Application améliorée du droit, une fameuse source d'économies

Bruxelles, 07/03/2012 (Agence Europe) - Respecter la législation environnementale de l'UE n'est pas un luxe mais un devoir des États membres et, en période de crise, l'ignorer est un luxe si l'on sait qu'à scénario inchangé, le non-respect du droit européen de l'environnement coûtera à l'UE quelque 50 milliards d'euros par an en soins de santé et en coûts directs pour l'environnement dans les trente prochaines années. Ce constat est à la base de la communication sur l'amélioration de la mise en œuvre de la législation environnementale adoptée mercredi 7 mars par la Commission européenne dans l'espoir d'aider les États membres à se montrer plus performants. Par « bonne mise en œuvre », il faut entendre une bonne prévention et une réaction efficace en cas de problème environnemental.

L'objectif de cette communication est d'intensifier le dialogue avec les gouvernements et toutes les parties prenantes sur la manière de collaborer au mieux pour redresser la barre en renforçant la collecte de données et le partage des connaissances sur l'environnement et en oeuvrant à une plus grande appropriation des objectifs environnementaux par tout un chacun.

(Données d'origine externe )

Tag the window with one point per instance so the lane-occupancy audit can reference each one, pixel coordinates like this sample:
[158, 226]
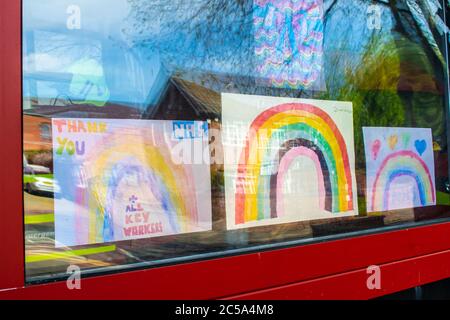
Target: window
[181, 130]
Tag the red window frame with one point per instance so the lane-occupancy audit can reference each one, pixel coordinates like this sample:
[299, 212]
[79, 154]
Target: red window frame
[327, 270]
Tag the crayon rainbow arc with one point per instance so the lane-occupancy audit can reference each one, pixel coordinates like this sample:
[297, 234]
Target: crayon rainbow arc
[396, 165]
[171, 184]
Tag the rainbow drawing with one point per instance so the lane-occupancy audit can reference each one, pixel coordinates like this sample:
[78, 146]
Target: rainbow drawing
[399, 162]
[130, 187]
[276, 137]
[289, 42]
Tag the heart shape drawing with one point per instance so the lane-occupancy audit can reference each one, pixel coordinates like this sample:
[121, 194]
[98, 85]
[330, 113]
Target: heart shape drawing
[376, 146]
[421, 146]
[392, 141]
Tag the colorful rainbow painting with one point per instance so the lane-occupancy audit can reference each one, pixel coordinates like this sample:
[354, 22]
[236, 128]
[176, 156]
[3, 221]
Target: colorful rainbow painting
[130, 187]
[276, 137]
[289, 42]
[400, 158]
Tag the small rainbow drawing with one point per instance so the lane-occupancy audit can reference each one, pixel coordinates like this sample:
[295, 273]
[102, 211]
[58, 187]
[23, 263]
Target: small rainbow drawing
[400, 164]
[118, 156]
[277, 137]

La Commission est en effet convaincue que tout le monde aurait à y gagner, en termes de qualité de vie et de santé publique (20% à 50% de la population européenne vivent dans des zones où la pollution de l'air dépasse actuellement les valeurs limites autorisées), mais aussi en termes d'emplois, d'innovation, de gains économiques et de prospérité à long terme. Cette communication intitulée « Improving the delivery of benefits from EU environment measures: building confidence through better knowledge and responsiveness » sera débattue par les institutions européennes, les États membres et les citoyens ainsi que touts les acteurs responsables de la mise en oeuvre et du contrôle de l'application de la législation (autorités nationales, régionales et locales). Les résultats des discussions offriront à la Commission une contribution utile à l'élaboration d'une proposition de 7ème programme d'action pour l'environnement (2013-2023) attendue cette année une fois qu'aura été menée à bien, l'étude d'impact préalable.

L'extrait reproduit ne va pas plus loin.